The insolvency event starts an assessment, during which the scheme is considered to see if it meets the criteria for entry into the PPF. The PPF aims to complete this within two years. During the assessment., the trustees remain in day-to-day control of the scheme, however;

  • no new members can be admitted, no further benefits earned and no transfer values paid

  • benefits can be paid under the scheme but only to the level of PPF compensation,

  • the PPF can intervene in the management of the scheme and give directions to the trustees,

  • the PPF will review any moral hazard issues,

  • the PPF will also review any recent (typically within the three years prior to the assessment date) rule changes, ill health early retirements and discretionary issues granted lead to an increase in PPF compensation, and

  • the PPF will instruct the scheme actuary to carry out an actuarial valuation as at the day before the assessment. Started (a section 143 valuation).

Transfers out within the assessment and once the scheme enters the PPF

In most cases, once a scheme is in the assessment. The trustees are not in a position to payout any transfer values.
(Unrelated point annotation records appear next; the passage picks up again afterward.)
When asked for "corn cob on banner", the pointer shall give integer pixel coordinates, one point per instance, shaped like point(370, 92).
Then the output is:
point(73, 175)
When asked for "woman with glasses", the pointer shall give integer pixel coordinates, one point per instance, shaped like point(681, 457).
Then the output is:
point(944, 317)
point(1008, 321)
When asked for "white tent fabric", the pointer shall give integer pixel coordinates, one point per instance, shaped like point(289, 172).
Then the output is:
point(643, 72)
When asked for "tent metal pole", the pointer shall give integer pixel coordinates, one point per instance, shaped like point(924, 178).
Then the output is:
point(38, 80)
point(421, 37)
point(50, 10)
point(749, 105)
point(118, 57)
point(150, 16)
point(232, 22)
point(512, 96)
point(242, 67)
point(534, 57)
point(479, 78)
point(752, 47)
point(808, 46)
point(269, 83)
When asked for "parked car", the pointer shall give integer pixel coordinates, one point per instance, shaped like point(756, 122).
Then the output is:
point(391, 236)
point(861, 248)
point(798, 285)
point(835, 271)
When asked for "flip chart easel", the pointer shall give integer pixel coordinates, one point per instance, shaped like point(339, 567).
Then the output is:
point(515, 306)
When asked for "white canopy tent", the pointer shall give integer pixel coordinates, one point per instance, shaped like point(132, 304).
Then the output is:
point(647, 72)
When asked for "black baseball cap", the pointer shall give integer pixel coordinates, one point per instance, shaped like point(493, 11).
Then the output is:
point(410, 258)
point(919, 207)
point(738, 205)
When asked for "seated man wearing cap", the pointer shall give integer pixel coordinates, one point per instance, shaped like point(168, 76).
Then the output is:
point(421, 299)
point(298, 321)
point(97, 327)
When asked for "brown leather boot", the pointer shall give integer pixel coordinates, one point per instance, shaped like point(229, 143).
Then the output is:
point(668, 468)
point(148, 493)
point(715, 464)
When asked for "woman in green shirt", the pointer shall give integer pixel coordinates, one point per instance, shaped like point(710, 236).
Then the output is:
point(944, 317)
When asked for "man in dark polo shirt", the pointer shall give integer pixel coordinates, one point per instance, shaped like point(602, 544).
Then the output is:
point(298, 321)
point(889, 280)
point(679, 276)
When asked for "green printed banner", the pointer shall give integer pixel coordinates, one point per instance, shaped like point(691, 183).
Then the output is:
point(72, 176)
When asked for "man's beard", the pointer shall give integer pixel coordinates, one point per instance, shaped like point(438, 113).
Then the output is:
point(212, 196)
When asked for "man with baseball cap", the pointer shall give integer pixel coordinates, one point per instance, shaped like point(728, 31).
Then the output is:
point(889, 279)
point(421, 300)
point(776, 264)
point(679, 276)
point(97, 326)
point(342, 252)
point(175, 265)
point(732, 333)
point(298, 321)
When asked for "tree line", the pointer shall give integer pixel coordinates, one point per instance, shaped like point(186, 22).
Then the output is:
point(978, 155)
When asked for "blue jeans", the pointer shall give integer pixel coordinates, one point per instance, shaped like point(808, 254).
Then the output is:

There may be an exception to this where the member,

  • requested and accepted the transfer value in writing before the assessment date (and also within the time scale set by the trustees in order that the CETV quoted is still valid), and

  • has a designated a scheme willing to accept the transfer value (i.e. have completed all paperwork required by the scheme the funds are to be transferred to and have submitted these).

In these cases the trustees may only pay the transfer value if;

  • they are satisfied that they can still meet their objective of ensuring that protected liabilities do not exceed assets( or that where they do, the excess is kept to a minimum), and

  • they reduced the transfer payment to ensure that it does not exceed the cost of securing the benefits that would be payable if the PPF were to assume responsibility.

Once the PPF has assumed responsibility for the scheme, a member is not entitled to a transfer payment, unless their pensionable service was ended by the start of the assessment, and they had less than three months pensionable service in the scheme.

Pension Protection Fund Compensation Levels

Where the PPF takes over a scheme it provides the following levels of compensation.

Members who have already reached the schemes normal retirement age when the employer suffers an insolvency event = 100% of the benefit is provided.

Members already in receipt of a survivor's benefit at the point the employer suffers an insolvency event = 100% of the benefit is provided.

Members who have retired but have yet to reach the scheme's normal retirement age when the employer suffers an insolvency event = 90% of the benefit is provided, subject to an overall cap of £38,000.

Deferred members who have not reached the schemes normal retirement age when the employer suffers an insolvency event equals 90% of the benefit is provided, subject to an overall cap of £38,000.